Henry’s entire life revolves around building a fulfilling life for his mentally challenged son. When the vibrant and beautiful Bethan captures his heart, his world changes, but the secrets he harbors remain. Will he be able to give himself completely to the one he loves?

When Elunid’s behavior becomes more unstable, she makes a vicious enemy. Bethan is forced to make the greatest sacrifice, exchanging her life for her sister’s. Can Henry save Bethan and keep their love alive? Or will the dangerous adversary destroy all that is dear to them both?

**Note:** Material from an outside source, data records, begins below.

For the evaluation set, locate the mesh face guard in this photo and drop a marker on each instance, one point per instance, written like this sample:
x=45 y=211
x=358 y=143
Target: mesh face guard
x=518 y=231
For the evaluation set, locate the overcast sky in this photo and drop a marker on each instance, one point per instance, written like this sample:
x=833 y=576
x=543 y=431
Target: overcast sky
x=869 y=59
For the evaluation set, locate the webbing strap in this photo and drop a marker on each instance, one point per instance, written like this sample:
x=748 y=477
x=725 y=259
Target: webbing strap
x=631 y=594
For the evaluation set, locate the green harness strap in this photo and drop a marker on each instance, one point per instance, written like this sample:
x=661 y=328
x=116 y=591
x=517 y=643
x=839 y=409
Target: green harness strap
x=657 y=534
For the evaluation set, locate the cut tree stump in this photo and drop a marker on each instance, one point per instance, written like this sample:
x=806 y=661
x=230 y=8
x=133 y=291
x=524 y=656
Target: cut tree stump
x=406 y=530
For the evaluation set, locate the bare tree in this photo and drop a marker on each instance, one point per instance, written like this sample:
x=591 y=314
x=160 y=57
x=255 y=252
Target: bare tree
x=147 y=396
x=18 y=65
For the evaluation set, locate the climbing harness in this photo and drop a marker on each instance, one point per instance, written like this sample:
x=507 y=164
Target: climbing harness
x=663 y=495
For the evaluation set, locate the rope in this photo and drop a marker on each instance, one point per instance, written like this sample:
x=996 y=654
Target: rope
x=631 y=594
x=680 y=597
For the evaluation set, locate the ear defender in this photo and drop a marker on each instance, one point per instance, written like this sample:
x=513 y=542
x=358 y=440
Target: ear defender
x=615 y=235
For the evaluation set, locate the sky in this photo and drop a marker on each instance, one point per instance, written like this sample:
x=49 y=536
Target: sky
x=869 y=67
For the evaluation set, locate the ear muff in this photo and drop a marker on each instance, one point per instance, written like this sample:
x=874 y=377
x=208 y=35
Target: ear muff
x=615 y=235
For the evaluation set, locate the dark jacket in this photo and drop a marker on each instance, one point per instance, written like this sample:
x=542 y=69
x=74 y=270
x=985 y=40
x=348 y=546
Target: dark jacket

King’s Harbour, England 1736

Bethan Owen stood in the doorway of the Siren Inn, drawing dawn’s gray light around her like a cloak. She peered down the cobbled street at the English Channel, cool mist bathing her face and washing the sleep from her eyes. Patches of green churning sea sliced through the heavy fog, revealing a ribbon of pink and violet at the horizon. Her twin sister Elunid would be relieved when she awoke to see the sun in the sky, for every night at sunset she feared it would never return.

She sighed. If only her sister could break through the darkness like the sun. She straightened her shoulders, breathed in the fresh new day. She would draw strength from this moment of peace, for Elunid would require her utmost vigilance, and soon the inn would be bustling with customers. Who knew what new faces the tide would bring?

The squeak of wagon wheels on the next street over interrupted her reverie. Of course, who else would be working this time of day but Henry the night soil man and his son, George? Henry’s bass voice rumbled softly, making her ears tingle. Why did the accursed man have such an effect on her?

“The tide rolls in, the tide rolls out
And brings adventure with it.
Be it rowboat or frigate, or schooner
They’ve stories to tell, fine items to sell
And I wish they’d be getting here sooner.”

George joined in with his sweet tenor at a much higher volume.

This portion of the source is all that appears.